After receiving several more tickets from Gilbert, the brothers learn from his mother that he always wanted a live pet chimpanzee for Christmas as a child, but when he finally got one, it attacked and urinated on him before fleeing, causing him to hate Christmas ever since. Drake and Josh then attempt to get the children into caroling, leading them to enter a Christmas parade Drake had shunned earlier. At the parade, Gilbert tricks Josh's co-worker Crazy Steve into loudly reminding them to keep their promise or else they'll be arrested; believing Drake and Josh were only being nice to avoid punishment, Mary Alice and her family leave, heartbroken.

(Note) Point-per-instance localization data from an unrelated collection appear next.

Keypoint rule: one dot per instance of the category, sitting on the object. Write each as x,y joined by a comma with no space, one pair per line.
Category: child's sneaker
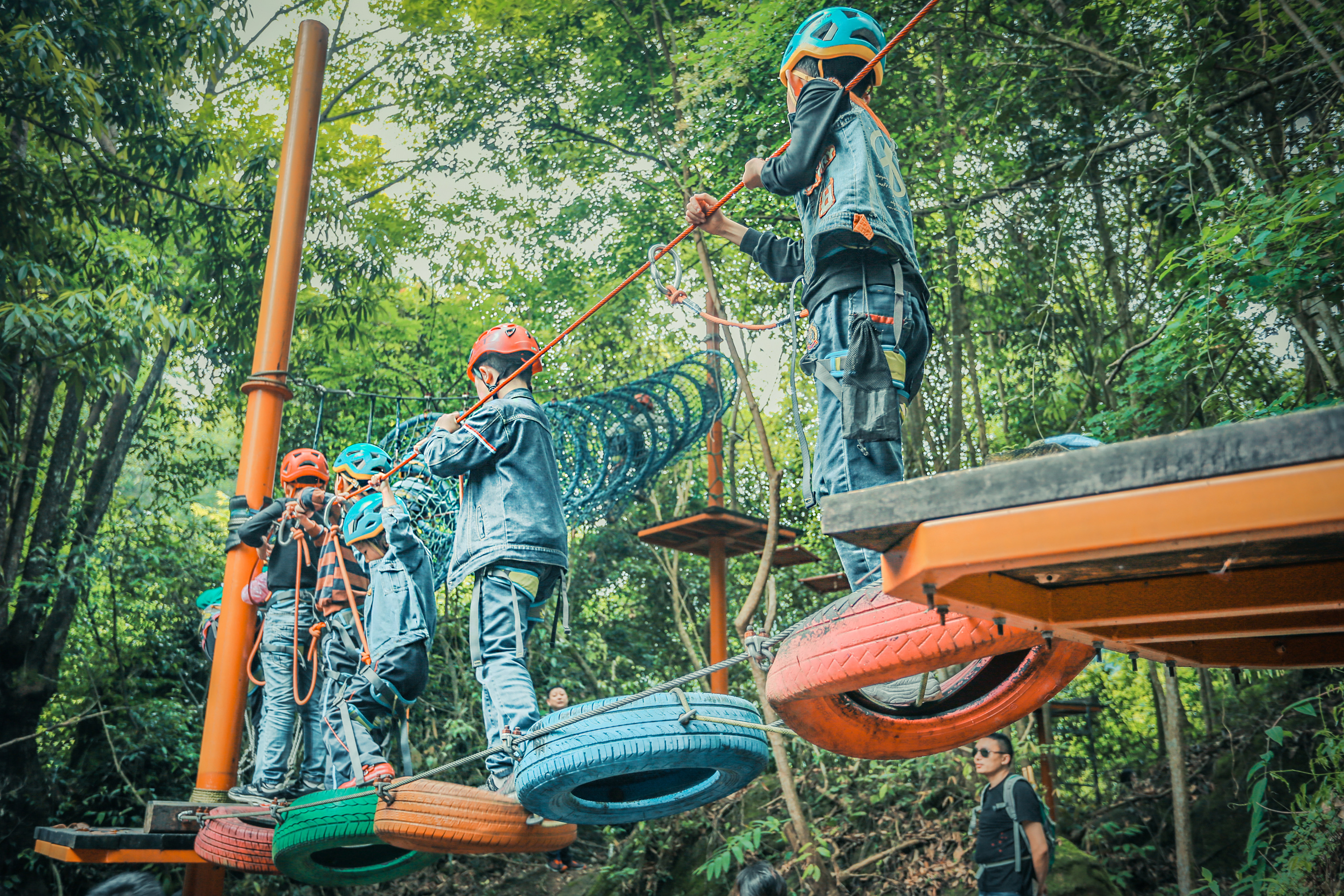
303,789
373,774
257,794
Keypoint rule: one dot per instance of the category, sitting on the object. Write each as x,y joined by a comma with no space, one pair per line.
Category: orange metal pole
718,556
267,396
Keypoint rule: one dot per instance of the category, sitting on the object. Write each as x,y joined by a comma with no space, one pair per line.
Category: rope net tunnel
608,447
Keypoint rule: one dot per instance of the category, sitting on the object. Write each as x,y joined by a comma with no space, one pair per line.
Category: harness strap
406,743
350,742
474,628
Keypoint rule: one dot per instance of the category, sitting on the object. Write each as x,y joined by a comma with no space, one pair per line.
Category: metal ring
654,268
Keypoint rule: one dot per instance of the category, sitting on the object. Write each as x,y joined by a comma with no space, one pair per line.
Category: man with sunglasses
1011,845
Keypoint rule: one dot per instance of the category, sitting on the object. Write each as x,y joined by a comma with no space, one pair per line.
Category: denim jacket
511,499
858,198
400,607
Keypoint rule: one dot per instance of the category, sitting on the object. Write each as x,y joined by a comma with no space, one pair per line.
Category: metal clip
757,652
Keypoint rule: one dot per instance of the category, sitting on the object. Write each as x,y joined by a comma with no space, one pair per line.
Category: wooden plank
119,856
1289,652
1273,552
1226,626
882,516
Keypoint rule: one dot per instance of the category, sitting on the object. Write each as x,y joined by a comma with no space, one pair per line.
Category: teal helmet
362,461
417,469
365,519
835,31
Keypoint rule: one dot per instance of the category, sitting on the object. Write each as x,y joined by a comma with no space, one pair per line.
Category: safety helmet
835,31
304,462
362,461
365,519
420,499
504,339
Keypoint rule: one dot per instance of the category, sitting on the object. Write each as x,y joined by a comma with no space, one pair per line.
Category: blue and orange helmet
835,31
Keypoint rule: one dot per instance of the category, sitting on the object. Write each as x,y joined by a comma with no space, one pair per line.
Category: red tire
233,841
439,817
869,638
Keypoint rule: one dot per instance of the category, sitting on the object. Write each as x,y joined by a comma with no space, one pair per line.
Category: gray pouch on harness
870,406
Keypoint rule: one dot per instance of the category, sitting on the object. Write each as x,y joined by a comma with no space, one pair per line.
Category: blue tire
639,762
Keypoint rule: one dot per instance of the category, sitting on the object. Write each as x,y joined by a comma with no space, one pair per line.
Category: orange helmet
304,462
504,339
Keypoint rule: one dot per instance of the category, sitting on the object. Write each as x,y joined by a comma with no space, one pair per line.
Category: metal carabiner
654,269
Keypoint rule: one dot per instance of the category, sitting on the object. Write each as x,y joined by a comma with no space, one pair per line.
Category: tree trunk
1180,789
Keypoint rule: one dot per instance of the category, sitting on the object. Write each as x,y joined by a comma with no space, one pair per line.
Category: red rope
685,232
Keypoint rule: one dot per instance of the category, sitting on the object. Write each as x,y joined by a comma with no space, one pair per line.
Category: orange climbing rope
668,248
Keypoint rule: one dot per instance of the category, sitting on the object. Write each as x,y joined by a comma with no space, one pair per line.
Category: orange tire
437,817
869,638
236,843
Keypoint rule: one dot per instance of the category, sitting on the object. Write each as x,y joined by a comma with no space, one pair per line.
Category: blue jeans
842,465
506,612
339,663
276,738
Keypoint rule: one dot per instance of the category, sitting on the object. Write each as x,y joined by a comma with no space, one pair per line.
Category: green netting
608,447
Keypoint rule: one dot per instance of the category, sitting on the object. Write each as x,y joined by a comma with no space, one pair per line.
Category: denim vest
858,199
511,496
400,606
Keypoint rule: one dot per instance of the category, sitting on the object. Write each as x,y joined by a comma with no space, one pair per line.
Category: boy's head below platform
834,43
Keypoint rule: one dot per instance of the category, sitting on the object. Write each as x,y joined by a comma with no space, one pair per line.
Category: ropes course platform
1219,547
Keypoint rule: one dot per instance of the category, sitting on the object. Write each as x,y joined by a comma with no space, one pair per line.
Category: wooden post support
1047,746
1180,789
267,396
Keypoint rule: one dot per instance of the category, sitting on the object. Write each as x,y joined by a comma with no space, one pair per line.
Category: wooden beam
1291,652
1222,628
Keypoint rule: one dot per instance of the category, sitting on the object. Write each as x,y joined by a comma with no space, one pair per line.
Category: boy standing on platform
293,543
857,257
511,532
400,618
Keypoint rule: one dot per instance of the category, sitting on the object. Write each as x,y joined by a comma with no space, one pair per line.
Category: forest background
1128,211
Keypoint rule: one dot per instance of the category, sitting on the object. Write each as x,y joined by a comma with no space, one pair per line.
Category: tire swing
640,762
439,817
332,844
869,638
241,843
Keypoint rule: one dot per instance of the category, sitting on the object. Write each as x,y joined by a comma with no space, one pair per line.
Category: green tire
334,844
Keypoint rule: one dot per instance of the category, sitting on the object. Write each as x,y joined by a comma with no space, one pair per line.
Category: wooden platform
1222,547
741,534
116,845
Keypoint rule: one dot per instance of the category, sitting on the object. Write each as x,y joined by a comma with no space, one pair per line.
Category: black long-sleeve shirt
280,567
820,103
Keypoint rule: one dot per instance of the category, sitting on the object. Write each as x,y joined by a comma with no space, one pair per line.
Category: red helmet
304,462
504,339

Still determined to keep their promise, Drake and Josh borrow Steve's wood chipper ("Sally") to make it snow in front of Mary Alice's house by putting ice in the machine, but they inadvertently shoot large chunks across the neighborhood causing great damage. In trying to stop the machine, the brothers are knocked unconscious but are brought home by Gilbert, who was secretly gifted a nice chimpanzee by Josh and began to love Christmas again.

The brothers enter their living room the next morning, where Mary Alice's family surprises them, having learned the truth from Gilbert. Everyone votes "yes", and the charges against Drake and Josh are dropped. Bludge, dressed as Santa, comes down the chimney to deliver gifts to everyone, including a Smith Royal oboe for Megan, while Steve gets Sally to make snow using hard cheese. Walter and Audrey return home and everyone enjoys Christmas by playing in the "cheese snow".

==Cast==

===From the TV show===
The show's vast majority of recurring characters returned for the special, all played by their original actors. Crazy Steve takes a more major role in this film, having a larger role than Audrey or Walter.

| Character | Actor/Actress |
|---|---|
| Drake Parker | Drake Bell |
| Josh Nichols | Josh Peck |
| Megan Parker | Miranda Cosgrove |
| Crazy Steve | Jerry Trainor |
| Audrey Parker Nichols | Nancy Sullivan |
| Walter Nichols | Jonathan Goldstein |
| Mindy Crenshaw | Allison Scagliotti |
| Eric Blonnowitz | Scott Halberstadt |
| Craig Ramirez | Alec Medlock |
| Helen Dubois | Yvette Nicole Brown |
| Gavin Mitchell | Jake Farrow |
| Mrs. Hayfer | Julia Duffy |

===Movie only===
These characters all have a larger role than most characters, second only to Drake, Josh, and Megan.

| Character | Actor/Actress |
|---|---|
| Mary Alice Johansson | Bailee Madison |
| Luke Johansson | Devon Graye |
| Lily | Camille Goldstein |
| Violet | Cosette Goldstein |
| Trey | Daven Wilson |
| Zigfee | David Gore |
| Bludge | Kimbo Slice |
| Judge Newman | Henry Winkler |
| Officer Perry J. Gilbert | David Pressman |

==Music==
The opening theme for the movie entitled "Christmas Promise" was composed and performed by Drake & Josh series composer Backhouse Mike. Miranda Cosgrove did a cover of "Christmas Wrapping", and the song became the single of the movie, but no soundtrack was released. The cast featuring Drake Bell, Josh Peck, and the kids do a cover of "12 Days of Christmas" in the movie. Drake Bell made a music video for his cover of "Jingle Bells" which promoted the movie and can be seen on the DVD.

==Home media==
The film was released on DVD on December 19, 2008.

==Nielsen ratings==
The premiere of Merry Christmas, Drake & Josh broke the record of most viewers for the premiere of a Nickelodeon Movie with 8.10 million viewers, a title previously held by iGo to Japan.